Его зрение будто внезапно улучшилось. Возможно, удар по голове был сильнее, чем он думал. Доминик заметил, что она ужасно осунулась. У нее был вид человека, который слишком долго недоедал.
Это открытие едва не лишило его самообладания. Доминик хотел вызволить ее отсюда прямо сейчас. Он желал этого не меньше, чем отомстить охранникам.
Доминик поразился собственной жестокости, но он подумает над этим позже. За кружкой пива, когда его не будет отвлекать голубоглазая блондинка, пробуждающая в нем чувства, о которых он хотел бы забыть.
– Ты говоришь, что мы уйдем отсюда не через дверь, но как же тогда? – спросила Лайла.
– Если я скажу тебе, ты прекратишь этот допрос?
– Конечно. Я…
– Договорились, – категорически отрезал Доминик. – Мы выберемся через отверстие, которое я собираюсь проделать в стене.
Потрясенная, Лайла наблюдала за тем, как Доминик подошел к задней стене камеры и начал водить по ней ладонями, как слепой, изучающий лицо возлюбленной.

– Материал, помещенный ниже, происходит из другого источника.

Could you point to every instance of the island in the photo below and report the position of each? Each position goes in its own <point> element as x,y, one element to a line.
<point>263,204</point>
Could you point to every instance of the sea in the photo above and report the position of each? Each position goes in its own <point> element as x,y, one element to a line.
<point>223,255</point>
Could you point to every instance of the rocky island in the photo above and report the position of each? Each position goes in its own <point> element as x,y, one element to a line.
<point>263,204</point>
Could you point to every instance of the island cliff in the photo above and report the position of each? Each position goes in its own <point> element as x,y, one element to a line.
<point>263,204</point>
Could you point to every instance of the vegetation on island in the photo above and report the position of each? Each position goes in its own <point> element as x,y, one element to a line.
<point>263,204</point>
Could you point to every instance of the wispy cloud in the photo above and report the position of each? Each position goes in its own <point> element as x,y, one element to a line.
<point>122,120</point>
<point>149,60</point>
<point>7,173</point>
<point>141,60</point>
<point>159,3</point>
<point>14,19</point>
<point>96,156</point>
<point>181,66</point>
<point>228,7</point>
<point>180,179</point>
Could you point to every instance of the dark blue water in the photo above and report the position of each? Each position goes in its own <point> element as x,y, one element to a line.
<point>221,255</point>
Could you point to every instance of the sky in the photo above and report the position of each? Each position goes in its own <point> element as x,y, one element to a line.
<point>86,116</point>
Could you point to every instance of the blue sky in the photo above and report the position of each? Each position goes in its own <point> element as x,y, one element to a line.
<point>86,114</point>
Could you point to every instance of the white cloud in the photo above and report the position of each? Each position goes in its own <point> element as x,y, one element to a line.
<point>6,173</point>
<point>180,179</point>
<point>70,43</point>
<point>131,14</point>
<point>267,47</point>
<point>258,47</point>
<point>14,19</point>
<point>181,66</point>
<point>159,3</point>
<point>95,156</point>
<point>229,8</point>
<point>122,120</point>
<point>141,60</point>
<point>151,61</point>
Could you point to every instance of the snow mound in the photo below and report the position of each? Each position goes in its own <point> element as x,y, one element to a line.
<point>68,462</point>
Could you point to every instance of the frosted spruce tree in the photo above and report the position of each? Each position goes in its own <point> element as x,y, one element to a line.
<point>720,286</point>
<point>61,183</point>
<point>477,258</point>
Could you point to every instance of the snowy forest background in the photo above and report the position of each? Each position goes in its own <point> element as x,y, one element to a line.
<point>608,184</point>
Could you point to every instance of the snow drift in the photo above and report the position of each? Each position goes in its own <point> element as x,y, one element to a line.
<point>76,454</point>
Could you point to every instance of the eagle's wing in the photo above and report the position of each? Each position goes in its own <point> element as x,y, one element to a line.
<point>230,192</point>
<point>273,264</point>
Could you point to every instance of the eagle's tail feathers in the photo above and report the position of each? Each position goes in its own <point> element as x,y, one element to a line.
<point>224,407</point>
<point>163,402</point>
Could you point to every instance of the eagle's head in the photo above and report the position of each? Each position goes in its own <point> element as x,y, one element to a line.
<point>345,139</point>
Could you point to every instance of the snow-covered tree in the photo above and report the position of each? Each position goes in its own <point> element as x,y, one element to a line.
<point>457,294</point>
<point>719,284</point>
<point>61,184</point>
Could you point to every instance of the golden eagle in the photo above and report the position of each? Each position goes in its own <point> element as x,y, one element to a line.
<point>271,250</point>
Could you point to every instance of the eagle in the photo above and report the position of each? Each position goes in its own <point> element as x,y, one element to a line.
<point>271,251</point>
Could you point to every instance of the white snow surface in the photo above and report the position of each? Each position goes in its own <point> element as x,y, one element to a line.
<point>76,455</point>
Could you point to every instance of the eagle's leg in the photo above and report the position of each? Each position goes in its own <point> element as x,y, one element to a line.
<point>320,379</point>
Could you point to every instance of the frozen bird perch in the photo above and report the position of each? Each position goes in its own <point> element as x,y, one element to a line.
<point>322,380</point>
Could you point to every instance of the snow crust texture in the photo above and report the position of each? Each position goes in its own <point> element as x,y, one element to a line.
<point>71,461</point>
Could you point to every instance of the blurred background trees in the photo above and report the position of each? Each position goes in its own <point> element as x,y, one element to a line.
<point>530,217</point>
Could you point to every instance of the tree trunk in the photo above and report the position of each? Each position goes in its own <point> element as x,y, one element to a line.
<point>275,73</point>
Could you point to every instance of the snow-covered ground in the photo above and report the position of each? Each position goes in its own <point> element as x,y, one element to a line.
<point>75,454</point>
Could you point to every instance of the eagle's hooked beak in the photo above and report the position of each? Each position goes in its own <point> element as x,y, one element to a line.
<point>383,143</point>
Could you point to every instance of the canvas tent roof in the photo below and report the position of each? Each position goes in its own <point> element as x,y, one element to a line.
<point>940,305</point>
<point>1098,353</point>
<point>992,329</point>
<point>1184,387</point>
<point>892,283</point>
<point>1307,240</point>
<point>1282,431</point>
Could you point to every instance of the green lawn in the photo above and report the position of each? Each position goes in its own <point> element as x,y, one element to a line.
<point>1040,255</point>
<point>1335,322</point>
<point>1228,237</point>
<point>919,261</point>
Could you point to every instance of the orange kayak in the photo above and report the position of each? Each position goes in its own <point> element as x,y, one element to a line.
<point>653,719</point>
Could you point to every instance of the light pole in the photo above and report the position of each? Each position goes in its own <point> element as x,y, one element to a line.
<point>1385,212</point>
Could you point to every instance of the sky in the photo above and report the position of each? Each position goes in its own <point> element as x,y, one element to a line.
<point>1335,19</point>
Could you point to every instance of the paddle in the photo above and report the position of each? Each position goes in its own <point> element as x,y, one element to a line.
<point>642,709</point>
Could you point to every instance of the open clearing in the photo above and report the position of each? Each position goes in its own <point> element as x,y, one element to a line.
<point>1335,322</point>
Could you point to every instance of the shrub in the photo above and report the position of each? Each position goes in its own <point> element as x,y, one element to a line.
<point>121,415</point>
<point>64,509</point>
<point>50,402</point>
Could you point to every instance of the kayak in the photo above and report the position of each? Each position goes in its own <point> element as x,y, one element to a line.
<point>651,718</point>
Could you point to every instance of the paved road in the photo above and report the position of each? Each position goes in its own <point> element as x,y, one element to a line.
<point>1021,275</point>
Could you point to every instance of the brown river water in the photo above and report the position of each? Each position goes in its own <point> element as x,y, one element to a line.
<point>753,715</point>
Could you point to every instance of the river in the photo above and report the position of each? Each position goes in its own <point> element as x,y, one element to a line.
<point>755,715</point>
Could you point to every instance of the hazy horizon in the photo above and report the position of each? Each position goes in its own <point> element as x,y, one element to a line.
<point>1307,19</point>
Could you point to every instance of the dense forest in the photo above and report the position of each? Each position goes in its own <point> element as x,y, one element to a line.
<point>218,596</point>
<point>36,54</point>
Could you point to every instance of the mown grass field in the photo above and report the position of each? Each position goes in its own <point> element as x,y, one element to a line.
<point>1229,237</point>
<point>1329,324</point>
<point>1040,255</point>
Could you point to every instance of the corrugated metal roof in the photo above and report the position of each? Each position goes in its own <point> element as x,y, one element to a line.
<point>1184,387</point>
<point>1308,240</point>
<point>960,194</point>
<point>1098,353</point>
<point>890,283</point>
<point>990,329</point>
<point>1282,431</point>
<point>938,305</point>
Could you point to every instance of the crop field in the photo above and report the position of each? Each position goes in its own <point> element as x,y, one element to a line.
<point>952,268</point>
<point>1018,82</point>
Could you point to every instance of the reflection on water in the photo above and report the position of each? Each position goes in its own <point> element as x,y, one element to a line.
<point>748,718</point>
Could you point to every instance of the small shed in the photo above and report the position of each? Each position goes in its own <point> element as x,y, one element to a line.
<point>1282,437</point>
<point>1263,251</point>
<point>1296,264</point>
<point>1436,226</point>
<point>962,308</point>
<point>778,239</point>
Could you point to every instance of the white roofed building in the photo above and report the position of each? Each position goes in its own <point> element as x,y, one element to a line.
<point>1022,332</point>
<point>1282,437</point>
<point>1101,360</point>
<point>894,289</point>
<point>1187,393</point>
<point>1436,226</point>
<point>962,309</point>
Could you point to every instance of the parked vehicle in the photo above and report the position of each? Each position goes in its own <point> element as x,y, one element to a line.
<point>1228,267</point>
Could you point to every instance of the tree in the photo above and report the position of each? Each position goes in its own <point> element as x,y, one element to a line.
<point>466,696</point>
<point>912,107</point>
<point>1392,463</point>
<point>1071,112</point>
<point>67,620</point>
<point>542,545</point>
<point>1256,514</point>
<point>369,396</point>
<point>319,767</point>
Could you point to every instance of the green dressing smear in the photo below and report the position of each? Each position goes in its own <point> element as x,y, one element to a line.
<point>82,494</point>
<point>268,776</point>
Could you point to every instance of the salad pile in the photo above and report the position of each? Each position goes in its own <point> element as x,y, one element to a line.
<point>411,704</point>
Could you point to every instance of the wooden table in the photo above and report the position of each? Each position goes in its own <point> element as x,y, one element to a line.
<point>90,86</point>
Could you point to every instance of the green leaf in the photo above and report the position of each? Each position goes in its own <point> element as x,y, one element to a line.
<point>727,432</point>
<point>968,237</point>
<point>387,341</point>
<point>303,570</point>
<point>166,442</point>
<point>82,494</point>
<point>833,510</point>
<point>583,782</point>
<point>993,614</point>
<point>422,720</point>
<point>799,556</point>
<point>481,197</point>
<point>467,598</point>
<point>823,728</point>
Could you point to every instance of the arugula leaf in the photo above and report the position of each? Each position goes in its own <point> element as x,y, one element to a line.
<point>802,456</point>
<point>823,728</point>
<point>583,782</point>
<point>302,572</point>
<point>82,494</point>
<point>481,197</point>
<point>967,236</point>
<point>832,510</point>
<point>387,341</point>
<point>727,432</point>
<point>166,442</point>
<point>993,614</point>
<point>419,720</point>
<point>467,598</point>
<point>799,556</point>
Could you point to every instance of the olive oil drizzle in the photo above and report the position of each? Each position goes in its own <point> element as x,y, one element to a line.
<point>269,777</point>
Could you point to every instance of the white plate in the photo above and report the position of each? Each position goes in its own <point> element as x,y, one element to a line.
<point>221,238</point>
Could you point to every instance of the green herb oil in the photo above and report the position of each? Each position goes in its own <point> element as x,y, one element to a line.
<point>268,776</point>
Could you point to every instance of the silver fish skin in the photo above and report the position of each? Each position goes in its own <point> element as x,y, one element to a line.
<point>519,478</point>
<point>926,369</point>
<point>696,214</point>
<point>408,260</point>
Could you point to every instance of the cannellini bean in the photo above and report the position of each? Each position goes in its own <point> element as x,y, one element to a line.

В ее голове новые вопросы перемешались с недоуменными восклицаниями. Главными из них были «разве это возможно?» и «ты, наверное, спятил!». Однако молчание Доминика, повернувшегося к ней спиной, дало ей ясно понять, что сейчас он не расположен разговаривать.
Ну и ладно, размышляла девушка, опускаясь на подстилку. Зато у нее есть время немного подумать и проанализировать противоречивые чувства, которые не давали ей покоя.
Уже несколько минут Лайла пыталась разобраться в путанице из сомнений, страха, надежды и отчаяния, когда тишину нарушил скрежет отворяемого засова.
Ее взгляд метнулся к Доминику. В считанные доли секунды, пока открывалась дверь, он скользнул вниз по стене и рухнул безжизненной грудой на пол. Его голова склонилась набок, руки безвольно повисли, глаза закрылись.
Если бы Лайла не была свидетелем обратного, она бы сама поверила в то, что это раненый человек, потерявший сознание. Охранник вроде бы купился на это. Бросив презрительный взгляд на американца, он выругался на испанском и направился к камере Лайлы.
К ее удивлению, Доминик что-то ответил ему. Тот рассмеялся. Его смех был так же омерзителен, как похотливые взгляды, которые он бросал на Лайлу, просовывая в щель под решеткой свою мясистую руку с маленькой жестяной тарелкой. Затем он встал, снова что-то сказал и, послав Лайле воздушный поцелуй, удалился.
Когда засов снова был задвинут, Доминик выпрямился.
– Ублюдок, – тихо, но отчетливо произнес он. Любопытство взяло верх над обидой.
– Что он сказал? – спросила Лайла.
– Ничего такого, что тебе нужно знать.
Она скривила губы. Вряд ли ее удовлетворил этот ответ, но, по крайней мере, Доминик снова «ожил».
– Я не знала, что ты говоришь по-испански.
– Я выучил его, когда служил на флоте, – он приподнял одно плечо. – Кажется, мне легко даются языки. – Его взгляд упал на тарелку. – Ты должна поесть.